Access to the internet is an important service the library offers – especially in today’s world.
“Well, there are some companies now that only take applications over the internet and, like, unemployment, it’s all on-line now,” said Butte librarian Shari Curtis.
The library is continuing a state program that allows people to check out mobile WiFi devices called Jetpacks to give them access to the internet for two weeks. Many people can’t afford internet services or don’t have a permanent residence.
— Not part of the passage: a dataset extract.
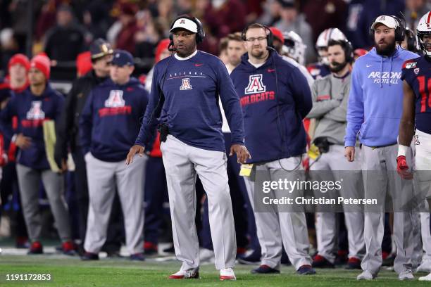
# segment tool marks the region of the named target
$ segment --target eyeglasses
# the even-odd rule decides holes
[[[266,39],[266,37],[258,37],[257,38],[252,37],[251,38],[246,39],[246,41],[253,43],[255,40],[258,40],[258,42],[262,42],[265,39]]]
The library also has computers are available for those wanting access for a variety of reasons.
“We’ve been helping a lot of people with unemployment because the job services closed. Like we even set up a computer over there where the patron can sit on one side and you can be on the other side and they can see what we’re doing on the computer,” said Curtis.
The pandemic has made this service even more important. Still, libraries are not new to the computer game.
“Librarians were figuring out in 1971 how to use computers to make libraries more useable. We’re like some of the first to go, ‘hey, that’s a good idea'!” said Curtis.
The Butte library is trying to bridge that digital divide, whereas people of lower economic classes don’t get left behind in a world that’s relying more and more on digital technology.
“Are we leaving behind people who don’t have ready access to the internet? Everyone’s like, ‘oh, put it on-line, it will be fine,’ but if you don’t have access to the internet, or if you're homeless and don’t have a regular place to sleep then, you know, that’s where the libraries really stepped up and said, ‘well, you know, we’ll offer free WiFi, free computers,’” said Curtis.
The Jetpack program ends this summer, so the Butte library is looking for sponsors to keep it going.